In 1961, the foundation became chartered in Ohio, with William Miller serving as its first president. On May 28, 1961, the group dedicated the Kol Israel Holocaust Monument at Zion Memorial Park in Bedford as a touchstone for their grief. It was Ohio’s first and one of the earliest Holocaust monuments in the United States. Buried under the monument are ashes of victims from three concentration camps. In 1973, names of Holocaust victims with relatives in Cleveland were added to the monument at Zion Park.
“They knew that their experiences made them unique and that for a long time they could feel comfortable and at ease only with people like themselves,” Jacob Hennenberg wrote in a history for the 18th anniversary celebration of Kol Israel Foundation in 1977. “The foundation provided the warmth and sympathy and understanding of a close-knit family to its founders and members.”
It reached out to newcomers with financial assistance, helping them find jobs and housing and provided aid to Israel, paying for a forest of trees in the 1960s and a fully equipped ambulance in 1977.
A Kol Israel Sisterhood formed as did Second Generation, Kol Israel as children of survivors grew up.
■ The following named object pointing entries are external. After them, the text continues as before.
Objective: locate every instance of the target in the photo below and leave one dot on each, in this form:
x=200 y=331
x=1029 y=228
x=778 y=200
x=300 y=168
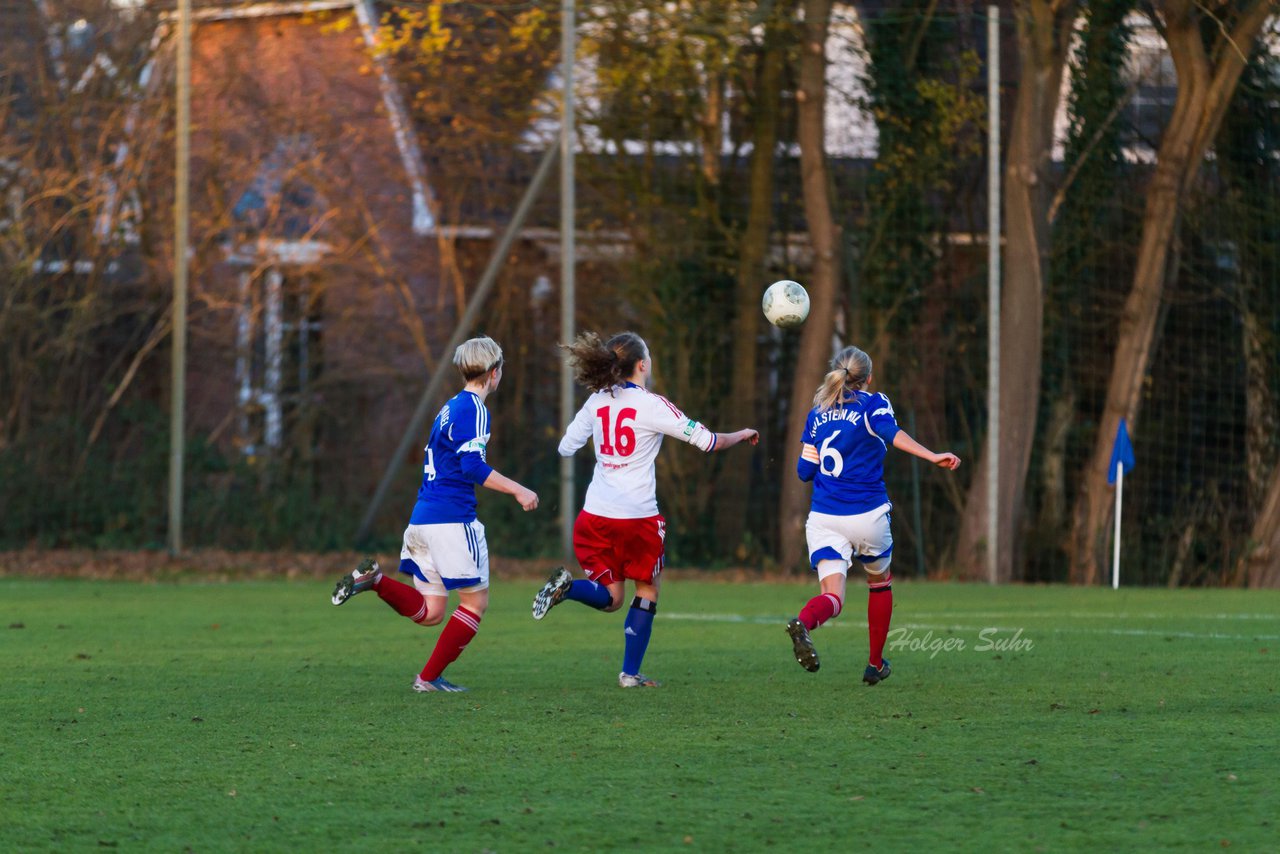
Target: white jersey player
x=620 y=534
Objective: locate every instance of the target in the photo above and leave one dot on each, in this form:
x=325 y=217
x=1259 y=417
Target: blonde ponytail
x=850 y=369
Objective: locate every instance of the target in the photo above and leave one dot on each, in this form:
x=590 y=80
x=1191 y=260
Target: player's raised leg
x=635 y=635
x=880 y=611
x=826 y=606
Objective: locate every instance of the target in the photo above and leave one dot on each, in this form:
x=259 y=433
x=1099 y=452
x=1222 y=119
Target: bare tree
x=1207 y=74
x=1043 y=44
x=734 y=484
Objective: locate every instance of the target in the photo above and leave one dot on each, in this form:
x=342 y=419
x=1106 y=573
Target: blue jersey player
x=846 y=435
x=444 y=544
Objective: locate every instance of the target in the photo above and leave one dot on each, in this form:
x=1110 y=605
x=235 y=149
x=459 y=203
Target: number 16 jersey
x=627 y=423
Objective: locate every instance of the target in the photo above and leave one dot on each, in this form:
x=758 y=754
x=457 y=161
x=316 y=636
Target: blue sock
x=635 y=633
x=590 y=593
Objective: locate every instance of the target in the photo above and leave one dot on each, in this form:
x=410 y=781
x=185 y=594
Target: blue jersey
x=455 y=462
x=844 y=453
In 2013, those two groups were consolidated under the foundation.
Over the years, Kol Israel has drawn attention to events on the world stage, including protesting the death sentence for two people in the Dymshits-Kuznetsov highjacking affair of 1970, in which Jews attempted to flee to Israel from the Soviet Union.
Members of Kol Israel Foundation also protested President Ronald Reagan’s 1985 visit to a German military cemetery in Bitburg, where members of the Waffen SS were buried.
“Our pain, Mr. President,” Rose Kaplowitz, a survivor of the Oberslstadt concentration camp, said at the time, “would be easier to bear if we, too, could go to a cemetery and place a flower on the graves of our loved ones. But there are no graves where we can say a prayer or shed a tear.”
In recent years, Kol Israel has begun offering Holocaust education to students in Northeast Ohio. One traveling program pairs a video presentation of a survivor’s testimony with a visit from that survivor’s child.
On Jan. 1, Kol Israel acquired Congregation Shaarey Tikvah’s on-site Holocaust education program, which includes a three-part presentation consisting of an introduction to Judaism with a rabbi or Jewish professional that includes a tour of the Beachwood synagogue, viewing an exhibit on the Holocaust and a talk by a survivor.
That program was inspired by Rabinsky, who taught a class on the Holocaust at Cleveland Heights High School. Rabbi Gary Robuck, who had been her student, conceived the program at Shaarey Tikvah. Louise Freilich, who ran the program for 16 of its 25 years retired in June.
Kol Israel’s acquisition of Shaarey Tikvah’s Face to Face program was timed to take place with her retirement. More than 54,000 schoolchildren have attended the educational program at Shaarey Tikvah since its inception in 1994.
Reflecting on Kol Israel
Mark Frank’s parents, Esther and Herman Frank, were both Holocaust survivors. They met after the war and came to Cleveland. Frank grew up with a bevy of cousins due to the fact that his mother’s siblings also managed to survive the war and immigrated to Cleveland.
“I’ve learned survivors and their children were different,” Frank said. “They didn’t socialize. They didn’t let their children do anything adventurous. They were overprotective, fearful and of course there’s books written about second generation psychoses from having parents who survived the Holocaust.”
Still, Frank felt a bond with people he met at Kol Israel Foundation.
“They would have parties, new year’s parties, picnics,” he said. “My family would go to all these things. I just learned that Kol Israel was like my extended family.”
Today, Frank is Kol Israel’s president. He said he hopes the educational work of Kol Israel will help help stop bigotry, discrimination and anti-Semitism.
“That’s a lofty goal, but we’re trying to do our part,” he said.